The three-woman statue featured in the 1904 World’s Fair was brought to Atascadero by colony founder E.G. Lewis in 1916. The artwork has been undergoing its own renovation in Cambria since the earthquake.
The four fountains, which are marine life-inspired artworks, were crafted with the city hall building but haven’t been used as fountains in decades. At one point, their pools were filled with dirt, and they were converted to planter boxes. The passage of time wasn’t kind.
“There’s four of each, but every one was worse off than the other,” specialist Denise Parish of Los Angeles-based Preservation Arts said as she pointed to a west-side fountain featuring a mermaid with billowing hair. “It was just destruction.”
The mermaids were missing arms, hands and — on all but one — their faces. Grant and Parish were able to make a mold from the remaining mermaid face for the other three statues. But the geese were in the worst shape. Wings and heads were missing. The intricate statues eventually looked more like concrete mounds covered in years of paint and sludge, Grant said.
“You couldn’t even tell what the birds were,” he added.
Luckily, a resident had in her backyard one of the very same bird sculptures, from which the specialists were able to make a mold.

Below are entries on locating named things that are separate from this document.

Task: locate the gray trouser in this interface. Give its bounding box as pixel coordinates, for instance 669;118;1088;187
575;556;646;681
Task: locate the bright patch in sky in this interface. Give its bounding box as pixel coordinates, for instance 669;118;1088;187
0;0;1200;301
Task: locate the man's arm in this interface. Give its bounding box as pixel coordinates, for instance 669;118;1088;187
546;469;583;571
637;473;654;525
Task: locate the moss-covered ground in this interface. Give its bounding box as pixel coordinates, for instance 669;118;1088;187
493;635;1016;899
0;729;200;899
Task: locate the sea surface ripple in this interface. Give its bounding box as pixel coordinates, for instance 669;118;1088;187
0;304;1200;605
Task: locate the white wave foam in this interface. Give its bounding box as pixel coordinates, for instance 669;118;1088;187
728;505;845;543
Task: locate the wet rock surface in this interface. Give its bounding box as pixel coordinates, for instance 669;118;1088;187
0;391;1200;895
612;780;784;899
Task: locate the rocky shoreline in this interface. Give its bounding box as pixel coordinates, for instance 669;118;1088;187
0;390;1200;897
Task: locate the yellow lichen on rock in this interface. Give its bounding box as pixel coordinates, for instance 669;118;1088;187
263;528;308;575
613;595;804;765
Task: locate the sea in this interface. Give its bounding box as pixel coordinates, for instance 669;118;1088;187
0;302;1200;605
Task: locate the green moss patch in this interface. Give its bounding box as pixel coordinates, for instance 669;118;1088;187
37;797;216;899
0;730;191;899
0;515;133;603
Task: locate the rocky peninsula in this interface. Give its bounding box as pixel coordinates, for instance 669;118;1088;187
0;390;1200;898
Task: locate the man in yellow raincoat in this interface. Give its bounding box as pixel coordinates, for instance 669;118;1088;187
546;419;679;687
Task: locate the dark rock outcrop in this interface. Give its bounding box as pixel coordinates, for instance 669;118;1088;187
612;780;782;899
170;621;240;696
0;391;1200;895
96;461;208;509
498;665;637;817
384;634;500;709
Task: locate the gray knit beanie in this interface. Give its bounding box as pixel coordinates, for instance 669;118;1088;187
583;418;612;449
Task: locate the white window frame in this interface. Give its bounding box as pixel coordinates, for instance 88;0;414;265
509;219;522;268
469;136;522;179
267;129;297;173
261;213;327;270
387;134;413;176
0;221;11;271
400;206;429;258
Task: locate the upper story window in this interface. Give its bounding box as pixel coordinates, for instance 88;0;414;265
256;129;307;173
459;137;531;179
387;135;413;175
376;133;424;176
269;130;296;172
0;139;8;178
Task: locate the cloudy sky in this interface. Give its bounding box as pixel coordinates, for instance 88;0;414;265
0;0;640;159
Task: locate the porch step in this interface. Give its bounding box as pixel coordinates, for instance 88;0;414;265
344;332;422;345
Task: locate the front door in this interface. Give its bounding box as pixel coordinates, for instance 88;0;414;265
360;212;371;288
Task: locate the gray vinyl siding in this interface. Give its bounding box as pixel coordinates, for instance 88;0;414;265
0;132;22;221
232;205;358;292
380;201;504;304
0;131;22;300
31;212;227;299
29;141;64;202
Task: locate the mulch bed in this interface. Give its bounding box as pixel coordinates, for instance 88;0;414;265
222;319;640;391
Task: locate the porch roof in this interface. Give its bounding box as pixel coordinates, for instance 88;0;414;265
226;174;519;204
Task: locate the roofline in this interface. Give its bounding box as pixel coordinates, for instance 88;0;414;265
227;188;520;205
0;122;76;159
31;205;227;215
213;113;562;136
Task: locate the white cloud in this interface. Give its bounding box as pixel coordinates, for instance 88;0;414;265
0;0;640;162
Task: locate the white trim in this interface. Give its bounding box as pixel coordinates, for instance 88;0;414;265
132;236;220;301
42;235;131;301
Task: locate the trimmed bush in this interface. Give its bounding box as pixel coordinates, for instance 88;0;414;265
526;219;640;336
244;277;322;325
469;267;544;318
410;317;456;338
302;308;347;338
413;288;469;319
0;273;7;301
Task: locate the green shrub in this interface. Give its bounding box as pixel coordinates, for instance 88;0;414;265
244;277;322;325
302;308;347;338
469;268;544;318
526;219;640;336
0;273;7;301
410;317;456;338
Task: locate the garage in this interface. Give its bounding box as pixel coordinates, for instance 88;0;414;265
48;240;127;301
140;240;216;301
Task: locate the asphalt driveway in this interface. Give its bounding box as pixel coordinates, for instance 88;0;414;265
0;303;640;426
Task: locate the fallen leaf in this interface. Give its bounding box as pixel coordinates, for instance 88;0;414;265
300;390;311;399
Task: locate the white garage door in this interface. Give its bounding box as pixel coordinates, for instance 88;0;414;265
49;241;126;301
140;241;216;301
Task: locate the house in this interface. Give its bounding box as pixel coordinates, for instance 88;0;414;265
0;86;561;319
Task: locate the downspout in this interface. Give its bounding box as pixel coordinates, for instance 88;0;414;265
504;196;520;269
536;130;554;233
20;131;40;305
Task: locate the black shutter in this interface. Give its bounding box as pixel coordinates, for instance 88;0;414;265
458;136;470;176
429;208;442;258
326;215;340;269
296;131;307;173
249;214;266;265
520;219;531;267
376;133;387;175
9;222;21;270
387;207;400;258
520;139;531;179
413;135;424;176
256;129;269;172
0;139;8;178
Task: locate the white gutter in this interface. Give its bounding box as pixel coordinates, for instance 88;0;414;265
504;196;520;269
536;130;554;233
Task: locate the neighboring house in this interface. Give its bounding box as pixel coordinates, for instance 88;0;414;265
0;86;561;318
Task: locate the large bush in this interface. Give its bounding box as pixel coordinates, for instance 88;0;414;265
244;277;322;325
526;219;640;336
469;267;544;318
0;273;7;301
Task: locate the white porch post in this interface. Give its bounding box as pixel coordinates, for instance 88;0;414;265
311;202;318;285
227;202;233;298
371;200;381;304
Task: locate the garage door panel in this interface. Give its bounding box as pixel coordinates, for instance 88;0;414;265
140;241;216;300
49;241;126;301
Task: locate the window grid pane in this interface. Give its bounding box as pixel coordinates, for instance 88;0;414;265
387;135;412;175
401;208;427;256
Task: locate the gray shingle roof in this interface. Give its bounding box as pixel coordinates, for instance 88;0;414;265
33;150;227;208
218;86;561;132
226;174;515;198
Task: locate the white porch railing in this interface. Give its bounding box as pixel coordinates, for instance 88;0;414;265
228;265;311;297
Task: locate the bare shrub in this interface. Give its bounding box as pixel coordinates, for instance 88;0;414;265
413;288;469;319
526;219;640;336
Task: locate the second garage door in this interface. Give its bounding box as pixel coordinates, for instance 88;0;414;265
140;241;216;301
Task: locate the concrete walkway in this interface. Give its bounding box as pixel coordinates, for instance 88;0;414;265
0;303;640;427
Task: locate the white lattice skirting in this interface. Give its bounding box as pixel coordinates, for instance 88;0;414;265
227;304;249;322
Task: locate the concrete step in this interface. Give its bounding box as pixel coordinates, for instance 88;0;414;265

That statue was from Lewis’ estate near downtown that burned down years ago.
The restoration team worked to affix rubber molds of the missing pieces — such as turtle heads — to the original artwork. Then they poured rapid-set cement into the molds to later reveal the detailed shape of the turtle’s neck and face. Later, they chiseled the concrete away to perfect the look, making the repair seamless. After all the missing pieces are restored, the statues will get a fresh coat of protectant and color still to be decided so they match. Water should once again flow in the fountains by the end of summer.